# Riding in Central Park (NYC)



## ianrking (Apr 19, 2014)

How do you train in Central Park now that the speed limit has been reduced to 20mph? Can you get away with 20mph+ between 5a-8a? I have been avoiding the park for the past 6 months because of crowding and increase in police activity.


----------



## MMsRepBike (Apr 1, 2014)

Avoiding the park is your best move. Especially seeing how you like to break speed limits.


----------



## Trek_5200 (Apr 21, 2013)

Answer: You don't. 

You might consider staying below 20 and either doing extra laps, or doing repeats up Harlem Hill with added weight, but heading North over the G.W. is your best option.


----------



## GiChoke (Jan 6, 2015)

ianrking said:


> How do you train in Central Park now that the speed limit has been reduced to 20mph?

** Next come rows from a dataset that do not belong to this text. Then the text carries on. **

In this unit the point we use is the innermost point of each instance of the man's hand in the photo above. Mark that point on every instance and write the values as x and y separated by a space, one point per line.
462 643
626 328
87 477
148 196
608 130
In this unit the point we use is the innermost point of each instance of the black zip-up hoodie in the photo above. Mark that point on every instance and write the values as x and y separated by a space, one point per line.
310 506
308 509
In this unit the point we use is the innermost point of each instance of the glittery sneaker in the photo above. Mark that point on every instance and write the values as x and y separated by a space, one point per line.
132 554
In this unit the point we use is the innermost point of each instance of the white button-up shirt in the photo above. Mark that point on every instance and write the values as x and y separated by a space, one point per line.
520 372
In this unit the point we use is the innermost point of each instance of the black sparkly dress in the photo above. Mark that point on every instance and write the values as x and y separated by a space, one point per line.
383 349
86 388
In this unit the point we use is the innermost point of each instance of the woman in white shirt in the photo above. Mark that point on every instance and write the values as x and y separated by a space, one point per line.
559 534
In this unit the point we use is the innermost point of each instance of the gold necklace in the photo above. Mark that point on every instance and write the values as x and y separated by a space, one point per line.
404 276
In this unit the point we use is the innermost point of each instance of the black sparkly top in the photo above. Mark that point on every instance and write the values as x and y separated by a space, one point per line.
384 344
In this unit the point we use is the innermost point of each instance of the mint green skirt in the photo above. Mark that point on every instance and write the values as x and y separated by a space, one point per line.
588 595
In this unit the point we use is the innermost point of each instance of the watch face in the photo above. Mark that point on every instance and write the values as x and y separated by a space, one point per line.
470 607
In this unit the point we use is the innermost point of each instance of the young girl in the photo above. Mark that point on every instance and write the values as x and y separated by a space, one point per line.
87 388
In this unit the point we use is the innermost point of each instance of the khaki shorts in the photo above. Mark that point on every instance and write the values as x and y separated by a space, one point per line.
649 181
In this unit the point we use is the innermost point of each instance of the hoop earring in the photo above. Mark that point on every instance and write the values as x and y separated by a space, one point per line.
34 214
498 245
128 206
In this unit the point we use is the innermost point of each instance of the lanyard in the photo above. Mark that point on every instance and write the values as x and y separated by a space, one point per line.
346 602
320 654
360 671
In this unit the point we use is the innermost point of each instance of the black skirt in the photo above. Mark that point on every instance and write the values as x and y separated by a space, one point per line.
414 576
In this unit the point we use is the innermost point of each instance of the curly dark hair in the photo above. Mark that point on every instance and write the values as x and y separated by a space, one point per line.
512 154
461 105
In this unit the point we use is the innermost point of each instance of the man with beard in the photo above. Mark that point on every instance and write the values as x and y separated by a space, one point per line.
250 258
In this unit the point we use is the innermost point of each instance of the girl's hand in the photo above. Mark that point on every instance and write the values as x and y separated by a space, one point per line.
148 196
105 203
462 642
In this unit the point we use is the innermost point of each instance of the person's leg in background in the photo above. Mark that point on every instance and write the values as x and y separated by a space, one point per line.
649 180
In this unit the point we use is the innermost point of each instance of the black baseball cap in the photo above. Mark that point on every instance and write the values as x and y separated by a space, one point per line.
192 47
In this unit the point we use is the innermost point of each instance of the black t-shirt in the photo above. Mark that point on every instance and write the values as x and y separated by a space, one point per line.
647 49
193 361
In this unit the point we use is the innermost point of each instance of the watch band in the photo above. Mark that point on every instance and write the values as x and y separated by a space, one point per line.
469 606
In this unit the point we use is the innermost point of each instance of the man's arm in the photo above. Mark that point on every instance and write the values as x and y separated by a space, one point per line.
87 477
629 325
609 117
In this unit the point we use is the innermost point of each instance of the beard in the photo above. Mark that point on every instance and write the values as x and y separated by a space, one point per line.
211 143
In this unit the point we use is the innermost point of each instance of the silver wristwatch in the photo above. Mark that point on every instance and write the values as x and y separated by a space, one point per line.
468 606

Can you get away with 20mph+ between 5a-8a? I have been avoiding the park for the past 6 months because of crowding and increase in police activity.


Speed limit was reduced but currently it's not being enforced. 5am-8am 7 days a week is fine, after 6pm on the weekdays as well. At those times the cops won't stop you for doing 20+ mph or passing red lights. With that said, use common sense, if the light is red and pedestrians are crossing, slow it down to a safe passing speed. 

I've been going at night on the weekdays and the park is pretty dead other than some runners, very few cyclist. Once spring/summer comes around though, police might begin to enforce the speed limit.


----------



## veloduffer (Aug 26, 2004)

You could also train on a really heavy bike (+30 lbs) that will keep your speed under 20 mph. 😃


----------